Administrative error by Valeria Perez
Administrative error traces the body’s encounter with the sonic infrastructure of the surveillance state, using sound and movement to explore how these hidden systems pursue, infiltrate, and codify the body. Using telephone mics to expose the hidden frequencies of surveillance systems, the piece is composed alongside analytical sources, lived testimonies, and our sonic interpretations of voyeuristic policing tools to offer a critical meditation on state monitoring. The piece responds to the state’s desire to treat the body as a dataset, composed of biometric information, digital footprints, to maintain control amid waning sovereignty.
In her Absence by Hannah Rehak
What does a person sound like when they no longer have a body? in her absence is an attempt to surface an answer and communicate a response through effort and audio manipulation. All organic sounds in this piece have been composed through archival audio of Mary Elizabeth Keys Buttitta.
Bios

Ahmed Ashour (he/him) is a Bahraini-Egyptian anti-disciplinary artist and journalist based in Brooklyn, NY. His work focuses on using sound and live performance to trouble dominant narratives of Arab and/or Muslim communities. Select work has been featured on Kerning Cultures, Sparkler Learning (2023 Signal Award), Sowt, and Al Riwaq Arts Space. For his work, Ahmed was named one of 50 Young Arab Media Leaders in 2024. He is currently pursuing an MA in Audio Journalism at New York University.

Born and raised in San Diego, California, Jonah N. Buchanan is an audio producer and oral history practitioner based in Queens, New York. His work explores self-archiving, shared experience, and memory work in audio and mixed media forms.

Audrey Chou is an Audio-Visual Artist and Performer. She works across mediums of sound, light, and immersive performances that challenge and question the perception of audience in space and time. She is interested in the research of questioning how an experience will make people feel and engage with culture, technology, nature, as well as navigating the globalization of hybrid digital and physical identities.

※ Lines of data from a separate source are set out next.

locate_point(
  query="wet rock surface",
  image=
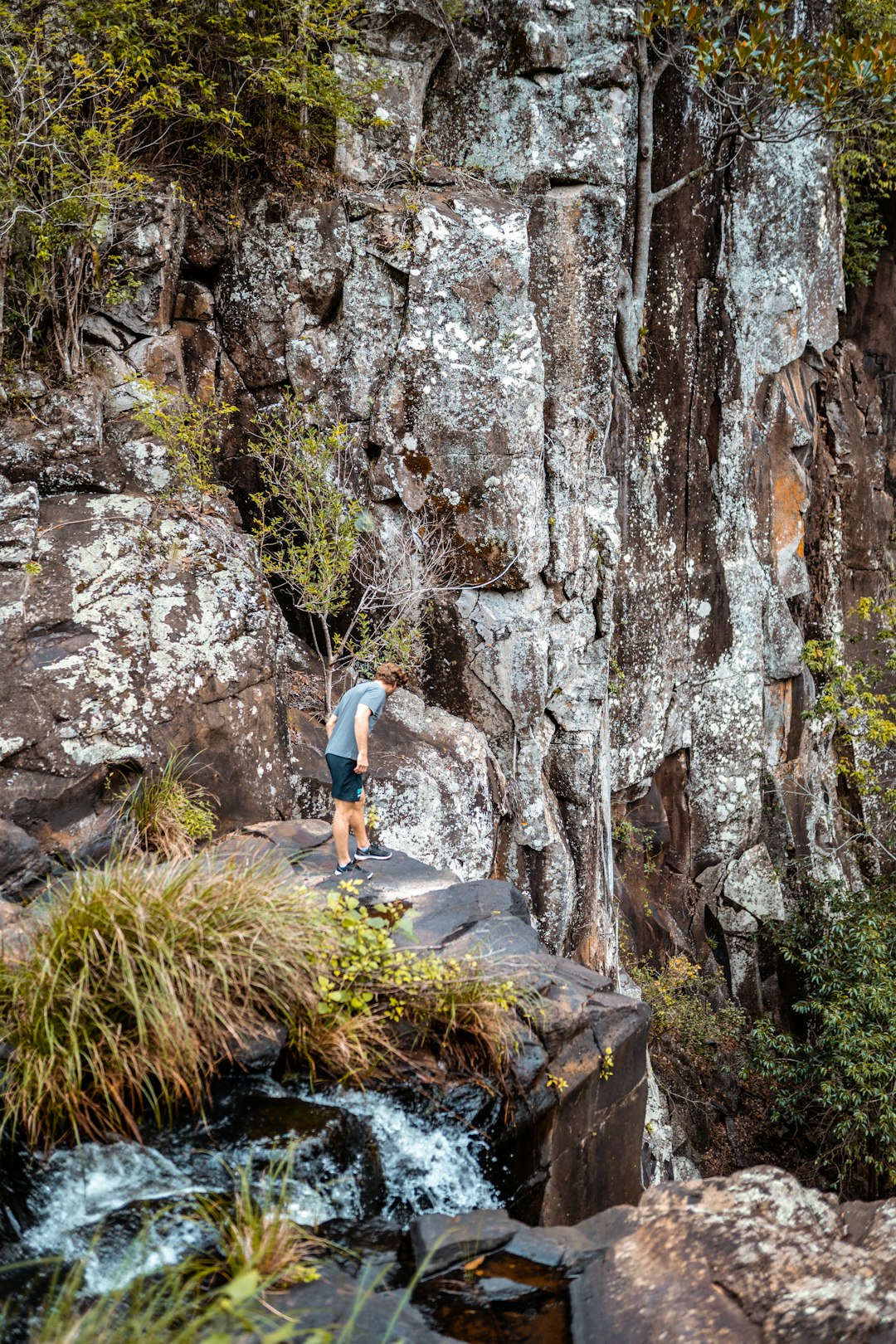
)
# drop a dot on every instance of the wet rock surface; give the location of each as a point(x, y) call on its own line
point(751, 1257)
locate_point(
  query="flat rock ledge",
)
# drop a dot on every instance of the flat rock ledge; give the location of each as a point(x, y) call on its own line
point(747, 1259)
point(568, 1144)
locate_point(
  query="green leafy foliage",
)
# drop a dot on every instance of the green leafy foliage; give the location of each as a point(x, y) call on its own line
point(95, 95)
point(856, 704)
point(254, 1230)
point(681, 999)
point(141, 979)
point(169, 811)
point(247, 82)
point(367, 600)
point(190, 431)
point(835, 1081)
point(747, 54)
point(66, 167)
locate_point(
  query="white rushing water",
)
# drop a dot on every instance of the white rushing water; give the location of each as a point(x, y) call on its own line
point(429, 1166)
point(125, 1209)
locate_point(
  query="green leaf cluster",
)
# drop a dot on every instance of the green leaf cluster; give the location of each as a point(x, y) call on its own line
point(857, 706)
point(95, 95)
point(835, 1081)
point(250, 81)
point(754, 66)
point(168, 811)
point(680, 995)
point(320, 543)
point(66, 167)
point(191, 431)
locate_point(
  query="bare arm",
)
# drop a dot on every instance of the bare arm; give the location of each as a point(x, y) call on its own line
point(362, 730)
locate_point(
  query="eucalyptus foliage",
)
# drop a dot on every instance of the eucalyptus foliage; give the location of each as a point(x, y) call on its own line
point(97, 95)
point(366, 594)
point(757, 75)
point(835, 1079)
point(856, 706)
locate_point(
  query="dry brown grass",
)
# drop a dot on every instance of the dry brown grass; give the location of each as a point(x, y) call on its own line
point(145, 977)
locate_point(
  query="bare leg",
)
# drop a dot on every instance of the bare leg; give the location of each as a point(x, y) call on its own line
point(358, 823)
point(344, 812)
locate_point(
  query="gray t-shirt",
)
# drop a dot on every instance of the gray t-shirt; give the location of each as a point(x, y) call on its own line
point(343, 741)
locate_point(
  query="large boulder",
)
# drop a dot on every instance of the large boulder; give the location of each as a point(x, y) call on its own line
point(132, 629)
point(433, 782)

Warner Meadows is a pianist, musician and composer based out of Harlem, NY. After graduating from Brown University in 2019 with a BA in Music, Warner moved back to NYC where he’s been working on his solo musical career, composing music for podcasts, short films and audiobooks, and producing for other artists. Warner is currently pursuing his MFA in Sonic Arts from Brooklyn College. He also teaches piano and production classes, and is an artist mentor at Recess Art in Brooklyn.

Reid Jenkins is a New York City based violinist and songwriter. Having an extensive background in classical and jazz traditions, his eclectic violin playing incorporates elements of bluegrass, American old time, rock, and pop. As a solo artist, he has released an EP “A Beautiful Start” (2021) and an LP “Hall of Gems” (2023), both forays into a blend of confessional bedroom folk-pop songwriting adorned with lush acoustic-electric orchestrations.

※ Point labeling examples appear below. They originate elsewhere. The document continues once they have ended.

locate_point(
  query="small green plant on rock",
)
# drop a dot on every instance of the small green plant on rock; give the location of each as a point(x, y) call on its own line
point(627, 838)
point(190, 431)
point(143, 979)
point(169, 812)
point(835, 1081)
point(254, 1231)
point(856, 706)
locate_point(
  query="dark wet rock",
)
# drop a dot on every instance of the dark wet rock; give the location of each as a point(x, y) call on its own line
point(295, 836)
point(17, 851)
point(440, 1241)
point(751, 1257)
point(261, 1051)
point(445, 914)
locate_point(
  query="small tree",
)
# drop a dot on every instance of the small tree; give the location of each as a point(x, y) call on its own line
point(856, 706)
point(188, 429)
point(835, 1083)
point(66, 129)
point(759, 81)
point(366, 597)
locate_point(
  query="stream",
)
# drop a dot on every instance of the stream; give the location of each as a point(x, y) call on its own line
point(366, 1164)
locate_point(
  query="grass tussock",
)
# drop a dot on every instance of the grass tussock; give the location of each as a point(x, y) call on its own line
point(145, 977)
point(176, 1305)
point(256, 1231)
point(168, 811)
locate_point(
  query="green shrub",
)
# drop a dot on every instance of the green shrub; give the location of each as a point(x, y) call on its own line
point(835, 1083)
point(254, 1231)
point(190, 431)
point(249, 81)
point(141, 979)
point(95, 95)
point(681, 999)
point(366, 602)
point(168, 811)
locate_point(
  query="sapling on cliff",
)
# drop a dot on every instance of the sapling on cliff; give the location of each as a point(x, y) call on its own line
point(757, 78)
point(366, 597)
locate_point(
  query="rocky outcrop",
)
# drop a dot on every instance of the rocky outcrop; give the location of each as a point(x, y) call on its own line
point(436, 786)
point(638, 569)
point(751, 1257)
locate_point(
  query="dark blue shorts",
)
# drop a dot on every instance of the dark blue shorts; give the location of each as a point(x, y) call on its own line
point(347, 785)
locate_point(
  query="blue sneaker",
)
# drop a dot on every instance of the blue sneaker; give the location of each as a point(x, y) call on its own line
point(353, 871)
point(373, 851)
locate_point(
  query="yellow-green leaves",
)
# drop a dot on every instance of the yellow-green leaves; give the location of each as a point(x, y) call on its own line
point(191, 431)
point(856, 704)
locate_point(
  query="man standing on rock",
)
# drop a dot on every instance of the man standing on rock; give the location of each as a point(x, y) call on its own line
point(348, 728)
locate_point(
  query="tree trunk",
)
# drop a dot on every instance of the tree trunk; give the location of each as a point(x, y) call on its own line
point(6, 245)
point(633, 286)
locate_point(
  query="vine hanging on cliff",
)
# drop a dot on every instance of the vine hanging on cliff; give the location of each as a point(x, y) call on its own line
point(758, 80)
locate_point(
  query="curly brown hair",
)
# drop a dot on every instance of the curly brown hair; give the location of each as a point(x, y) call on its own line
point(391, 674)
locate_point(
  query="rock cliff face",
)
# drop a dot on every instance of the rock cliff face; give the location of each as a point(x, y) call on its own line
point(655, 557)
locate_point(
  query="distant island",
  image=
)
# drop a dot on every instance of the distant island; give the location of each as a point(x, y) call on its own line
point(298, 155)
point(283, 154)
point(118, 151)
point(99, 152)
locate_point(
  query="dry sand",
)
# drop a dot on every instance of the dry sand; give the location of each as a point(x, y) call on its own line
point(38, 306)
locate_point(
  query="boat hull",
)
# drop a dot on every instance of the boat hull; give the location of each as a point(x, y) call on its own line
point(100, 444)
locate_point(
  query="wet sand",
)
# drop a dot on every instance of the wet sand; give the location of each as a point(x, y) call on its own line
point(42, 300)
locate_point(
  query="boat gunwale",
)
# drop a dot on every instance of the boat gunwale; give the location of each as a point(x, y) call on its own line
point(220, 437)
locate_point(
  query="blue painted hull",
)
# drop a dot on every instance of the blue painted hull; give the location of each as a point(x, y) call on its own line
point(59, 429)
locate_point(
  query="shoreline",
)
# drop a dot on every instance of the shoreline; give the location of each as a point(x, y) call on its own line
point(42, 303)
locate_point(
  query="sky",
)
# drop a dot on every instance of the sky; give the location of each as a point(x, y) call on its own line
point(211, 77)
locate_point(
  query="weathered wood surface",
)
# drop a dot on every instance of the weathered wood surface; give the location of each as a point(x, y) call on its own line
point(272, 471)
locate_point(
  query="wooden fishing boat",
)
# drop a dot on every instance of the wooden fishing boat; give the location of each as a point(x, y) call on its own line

Valeria Perez-Pijuan (they/them) is a Puerto Rican experimental filmmaker and mixed-media animator based in New York. Their practice draws on personal memory, embodied history, and societal taboos, employing visual languages rooted in material and audiovisual deconstruction. Weaving fragmented memories and marginalized histories throughout their work, they invite communal reflection on identity, resilience, and collective experience.

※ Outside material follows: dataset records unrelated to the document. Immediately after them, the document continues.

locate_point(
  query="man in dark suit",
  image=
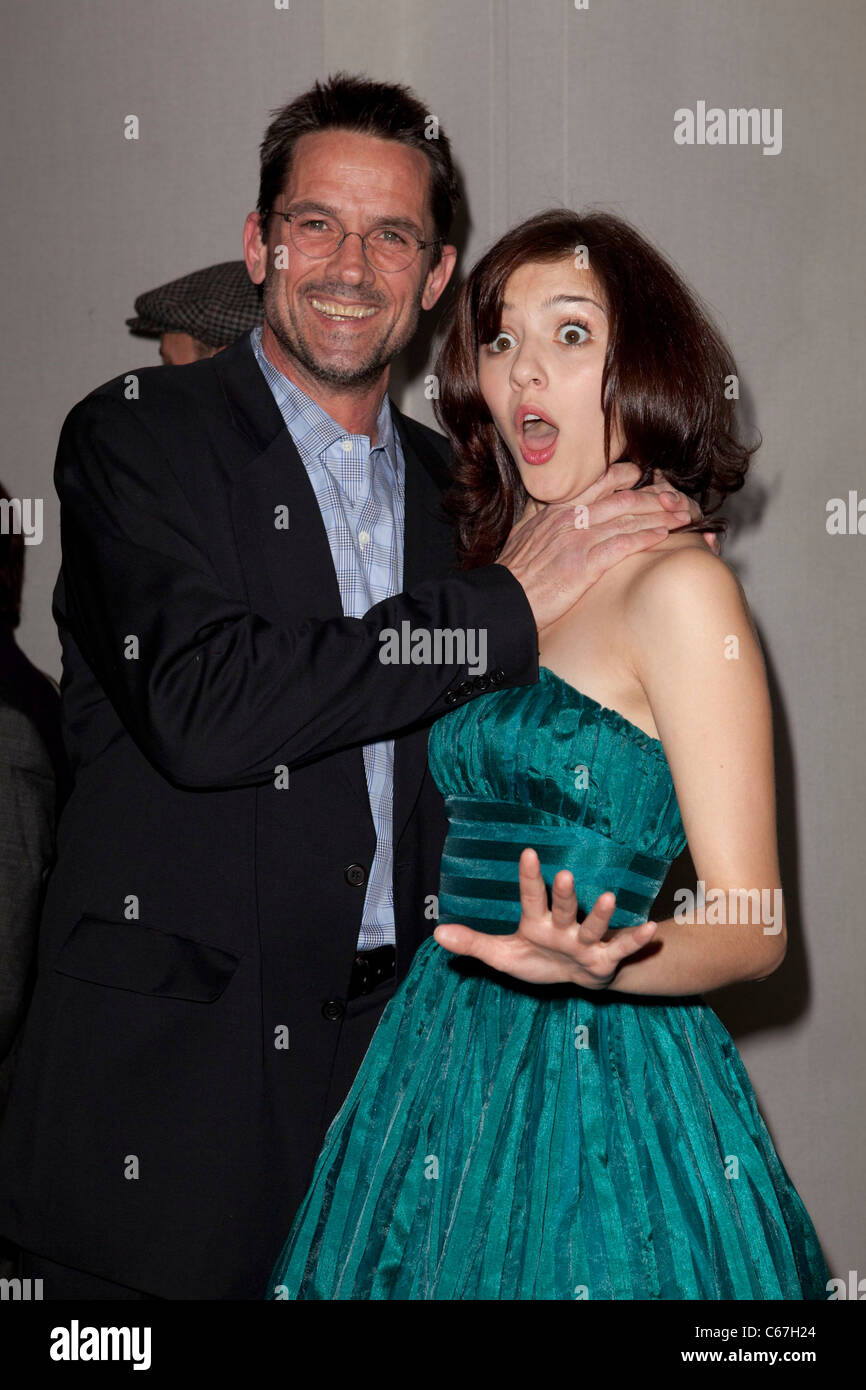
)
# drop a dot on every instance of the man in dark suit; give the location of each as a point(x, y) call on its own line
point(248, 859)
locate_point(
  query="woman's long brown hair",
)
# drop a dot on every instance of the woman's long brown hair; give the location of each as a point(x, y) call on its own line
point(663, 381)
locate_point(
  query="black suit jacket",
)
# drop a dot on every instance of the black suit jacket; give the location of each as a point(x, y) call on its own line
point(160, 1133)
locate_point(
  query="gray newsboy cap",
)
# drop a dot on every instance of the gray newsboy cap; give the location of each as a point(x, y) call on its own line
point(214, 305)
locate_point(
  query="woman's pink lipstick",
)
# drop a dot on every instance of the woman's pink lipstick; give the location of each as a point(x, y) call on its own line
point(534, 456)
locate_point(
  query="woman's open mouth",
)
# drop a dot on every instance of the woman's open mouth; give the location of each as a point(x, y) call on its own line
point(535, 435)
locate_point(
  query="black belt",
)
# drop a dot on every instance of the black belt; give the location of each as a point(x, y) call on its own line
point(370, 969)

Hannah Rehak is a performer and storyteller based in Brooklyn. She is the Executive Producer/Co-Founder of Witch, Please Productions — the folks behind beloved scholarly culture podcast, Material Girls. She is a teacher and performer at The Second City and the co-producer of Fuck It Film Fest, a bi-monthly show featuring DIY films. Hannah is currently in post-production for her film, A Perfect Pair. Other work can be found on her website: hannarehak.com.